I don't know of a substitute for maca, maybe some ginseng? There is an Austrian company, Feinstoff which sells it for an affordable price.
Leeks are a little milder option to green onions and the stalk is not a stalk :) I searched a couple of stores for green onions, but I guess they are out of season now. The whole leek is edible raw.
I use the seaweeds the recipes call for, wakame, or kelp for dashi. Sometimes I substitute with what I got.
I heard a lot of things and I try to not let fear dictate my decisions, if I would track every single ingredient I would go mad or die out of hunger analyzing everything in the lab and rejecting it :) You can only be sure of what you eat if you grow it yourself. And even then it had to be in an unpoluted area. Sometimes you have to take compromises to the best best what is available to you.

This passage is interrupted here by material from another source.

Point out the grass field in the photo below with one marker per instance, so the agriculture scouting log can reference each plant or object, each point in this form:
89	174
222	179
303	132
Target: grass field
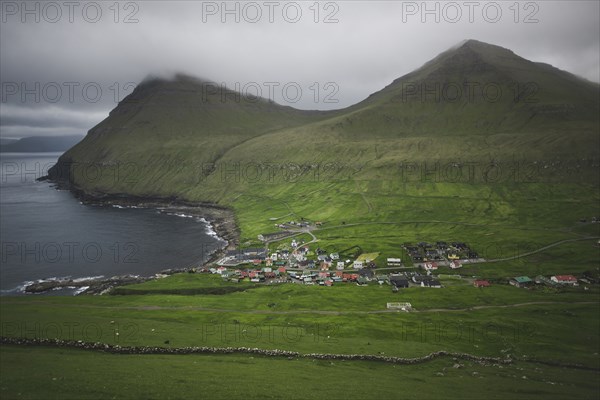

My mistake: leeks are all leaf no stalk at all! Maybe it's one of those plants easier to digest raw than cooked?
I know you to be fearless, but I was just wondering if you had any stats on how realistic the scare is. (Some healthfood shops are not importing seaweed from Japan anymore, I noticed recently). Indeed how far do we go in making "healthy choices"and taking reasonable risks? Always a conundrum in the kitchen!

If you are so concerned about food radiation you could always buy a geiger meter. Then again most dry spices are preserved through food irradiation. You decide how deep that rabbit hole you want to go ;) I let my body cope with the occasional food poisons. What helped me to relax was John A. McDougalls Starch Solution, where he stated that the effects of toxins in food are minuscule because of their neglectible concentration and it is far more important to focus on the macronutritient ratio. It's always a balancing act between an enjoyable life and being pathologicaly obsessed with a healthy lifestyle turned into orthorexia. Never understood how this could be a disease, now I do, thank you for enlightening me :)

Glad to be of service. Not quite sure how I was though! You seem to be the expert on all the technical details and I am curious to discover how they bear weight on your eating patterns, which seem to take extreme care of all those details (no expense spared!). Orthorexia is a terrible modern disorder but less to do with radiation levels and more to do with fitting in.